This help topic is for R version 1.7.1. For the current version of R, try https://stat.ethz.ch/R-manual/R-patched/library/base/html/agrep.html
agrep {base}R Documentation

Approximate String Matching (Fuzzy Matching)

Description

Searches for approximate matches to pattern (the first argument) within the string x (the second argument) using the Levenshtein edit distance.

Usage

agrep(pattern, x, ignore.case = FALSE, value = FALSE, max.distance = 0.1)

Arguments

pattern

a non-empty character string to be matched (not a regular expression!)

x

character vector where matches are sought.

ignore.case

if FALSE, the pattern matching is case sensitive and if TRUE, case is ignored during matching.

value

if FALSE, a vector containing the (integer) indices of the matches determined is returned and if TRUE, a vector containing the matching elements themselves is returned.

max.distance

Maximum distance allowed for a match. Expressed either as integer, or as a fraction of the pattern length (will be replaced by the smallest integer not less than the corresponding fraction), or a list with possible components

all:

maximal (overall) distance

insertions:

maximum number/fraction of insertions

deletions:

maximum number/fraction of deletions

substitutions:

maximum number/fraction of substitutions

If all is missing, it is set to 10%, the other components default to all. The component names can be abbreviated.

Details

The Levensthein edit distance is used as measure of approximateness: it is the the total number of insertions, deletions and substitutions required to transform one string into another.
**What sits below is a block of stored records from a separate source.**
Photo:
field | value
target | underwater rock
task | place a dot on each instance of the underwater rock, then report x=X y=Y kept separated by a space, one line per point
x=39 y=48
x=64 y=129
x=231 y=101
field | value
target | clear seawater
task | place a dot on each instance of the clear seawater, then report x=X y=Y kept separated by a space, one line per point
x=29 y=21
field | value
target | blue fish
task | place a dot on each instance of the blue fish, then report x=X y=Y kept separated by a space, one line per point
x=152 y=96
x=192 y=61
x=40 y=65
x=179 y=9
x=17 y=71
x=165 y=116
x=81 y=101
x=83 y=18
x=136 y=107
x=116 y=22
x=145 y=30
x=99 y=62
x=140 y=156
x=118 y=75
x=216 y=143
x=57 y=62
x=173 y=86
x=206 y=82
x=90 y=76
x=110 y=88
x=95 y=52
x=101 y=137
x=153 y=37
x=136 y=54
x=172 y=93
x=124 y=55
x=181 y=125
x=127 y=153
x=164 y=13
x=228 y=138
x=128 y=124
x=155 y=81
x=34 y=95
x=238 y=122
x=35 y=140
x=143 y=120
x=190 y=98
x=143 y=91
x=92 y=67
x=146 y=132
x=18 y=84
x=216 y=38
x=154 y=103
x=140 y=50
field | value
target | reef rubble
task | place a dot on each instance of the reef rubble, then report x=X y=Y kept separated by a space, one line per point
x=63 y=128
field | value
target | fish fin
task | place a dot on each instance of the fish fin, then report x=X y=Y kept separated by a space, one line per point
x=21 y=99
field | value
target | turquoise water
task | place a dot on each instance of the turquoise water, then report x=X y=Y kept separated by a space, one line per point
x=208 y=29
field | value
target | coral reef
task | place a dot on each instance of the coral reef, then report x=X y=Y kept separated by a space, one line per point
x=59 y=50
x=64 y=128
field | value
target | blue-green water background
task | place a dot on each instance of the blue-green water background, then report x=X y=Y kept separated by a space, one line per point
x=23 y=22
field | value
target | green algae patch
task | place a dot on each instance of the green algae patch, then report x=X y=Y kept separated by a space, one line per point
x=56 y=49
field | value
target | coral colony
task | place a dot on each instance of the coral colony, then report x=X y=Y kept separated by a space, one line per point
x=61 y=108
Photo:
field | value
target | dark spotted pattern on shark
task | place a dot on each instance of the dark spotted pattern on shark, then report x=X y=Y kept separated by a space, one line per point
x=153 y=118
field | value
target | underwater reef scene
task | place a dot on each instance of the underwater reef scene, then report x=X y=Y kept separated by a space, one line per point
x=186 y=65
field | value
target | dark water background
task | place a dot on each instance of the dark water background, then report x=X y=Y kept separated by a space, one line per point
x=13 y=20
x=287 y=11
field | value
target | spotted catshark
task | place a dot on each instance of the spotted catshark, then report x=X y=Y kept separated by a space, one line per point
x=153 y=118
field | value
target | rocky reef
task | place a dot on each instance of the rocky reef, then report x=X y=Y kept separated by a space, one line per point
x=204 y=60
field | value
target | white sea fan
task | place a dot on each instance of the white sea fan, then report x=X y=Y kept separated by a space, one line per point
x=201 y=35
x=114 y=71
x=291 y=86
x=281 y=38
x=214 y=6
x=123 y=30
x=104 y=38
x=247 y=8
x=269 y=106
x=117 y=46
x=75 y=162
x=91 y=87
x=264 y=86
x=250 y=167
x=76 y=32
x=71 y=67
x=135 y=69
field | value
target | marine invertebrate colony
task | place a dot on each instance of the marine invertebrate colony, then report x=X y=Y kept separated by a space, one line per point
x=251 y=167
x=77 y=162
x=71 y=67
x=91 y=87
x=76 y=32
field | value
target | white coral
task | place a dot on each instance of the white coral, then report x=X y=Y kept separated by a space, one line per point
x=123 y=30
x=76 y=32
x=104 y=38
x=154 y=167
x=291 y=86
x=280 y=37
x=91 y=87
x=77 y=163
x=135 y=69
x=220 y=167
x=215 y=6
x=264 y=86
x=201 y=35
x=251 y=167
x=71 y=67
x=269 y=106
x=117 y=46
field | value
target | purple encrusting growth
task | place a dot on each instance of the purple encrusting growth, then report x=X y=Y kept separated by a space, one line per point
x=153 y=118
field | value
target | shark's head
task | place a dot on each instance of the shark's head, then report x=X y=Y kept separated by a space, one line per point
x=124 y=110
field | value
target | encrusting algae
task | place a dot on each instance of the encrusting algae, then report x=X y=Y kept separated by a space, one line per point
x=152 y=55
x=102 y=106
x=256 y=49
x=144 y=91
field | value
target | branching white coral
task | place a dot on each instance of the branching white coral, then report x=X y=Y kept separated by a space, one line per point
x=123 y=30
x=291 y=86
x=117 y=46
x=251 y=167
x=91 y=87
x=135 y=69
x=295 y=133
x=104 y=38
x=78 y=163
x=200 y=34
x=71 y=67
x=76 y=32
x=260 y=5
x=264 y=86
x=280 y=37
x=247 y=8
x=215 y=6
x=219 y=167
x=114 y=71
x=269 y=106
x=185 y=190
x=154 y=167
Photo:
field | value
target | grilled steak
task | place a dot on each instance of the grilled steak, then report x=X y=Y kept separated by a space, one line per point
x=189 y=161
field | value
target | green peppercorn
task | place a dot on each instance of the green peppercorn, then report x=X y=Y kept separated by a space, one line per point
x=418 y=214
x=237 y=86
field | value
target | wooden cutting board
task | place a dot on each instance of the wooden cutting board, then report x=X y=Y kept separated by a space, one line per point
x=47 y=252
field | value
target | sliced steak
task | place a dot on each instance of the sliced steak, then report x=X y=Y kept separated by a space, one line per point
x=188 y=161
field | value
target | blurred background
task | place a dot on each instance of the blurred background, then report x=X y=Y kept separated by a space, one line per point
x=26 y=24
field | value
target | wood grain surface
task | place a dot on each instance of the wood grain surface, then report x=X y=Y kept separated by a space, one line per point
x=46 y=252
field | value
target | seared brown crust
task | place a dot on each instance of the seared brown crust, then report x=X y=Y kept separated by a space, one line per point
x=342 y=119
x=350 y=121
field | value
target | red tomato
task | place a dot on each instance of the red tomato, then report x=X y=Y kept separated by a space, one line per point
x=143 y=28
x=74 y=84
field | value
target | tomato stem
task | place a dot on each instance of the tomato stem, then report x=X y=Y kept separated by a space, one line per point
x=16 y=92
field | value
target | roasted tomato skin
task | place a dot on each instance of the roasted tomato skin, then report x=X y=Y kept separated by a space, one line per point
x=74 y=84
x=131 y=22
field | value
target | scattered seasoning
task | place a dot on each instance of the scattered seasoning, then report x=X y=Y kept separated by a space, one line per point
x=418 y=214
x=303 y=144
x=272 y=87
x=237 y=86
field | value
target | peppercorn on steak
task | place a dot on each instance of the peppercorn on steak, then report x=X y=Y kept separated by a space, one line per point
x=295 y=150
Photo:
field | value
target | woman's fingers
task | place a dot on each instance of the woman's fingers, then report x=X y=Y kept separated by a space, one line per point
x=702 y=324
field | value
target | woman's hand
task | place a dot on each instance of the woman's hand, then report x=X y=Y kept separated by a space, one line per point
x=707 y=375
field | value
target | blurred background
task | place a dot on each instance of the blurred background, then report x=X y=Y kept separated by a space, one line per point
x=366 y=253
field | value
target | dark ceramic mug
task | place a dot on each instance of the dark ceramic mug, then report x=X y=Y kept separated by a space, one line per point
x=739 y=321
The function is a simple interface to the apse library developed by Jarkko Hietaniemi (also used in the Perl String::Approx module).

Value

Either a vector giving the indices of the elements that yielded a match, of, if value is TRUE, the matched elements.

Author(s)

David Meyer David.Meyer@ci.tuwien.ac.at (based on C code by Jarkko Hietaniemi); modifications by Kurt Hornik

See Also

grep

Examples

agrep("lasy", "1 lazy 2")
agrep("lasy", "1 lazy 2", max = list(sub = 0))
agrep("laysy", c("1 lazy", "1", "1 LAZY"), max = 2)
agrep("laysy", c("1 lazy", "1", "1 LAZY"), max = 2, value = TRUE)
agrep("laysy", c("1 lazy", "1", "1 LAZY"), max = 2, ignore.case = TRUE)

[Package base version 1.7.1 ]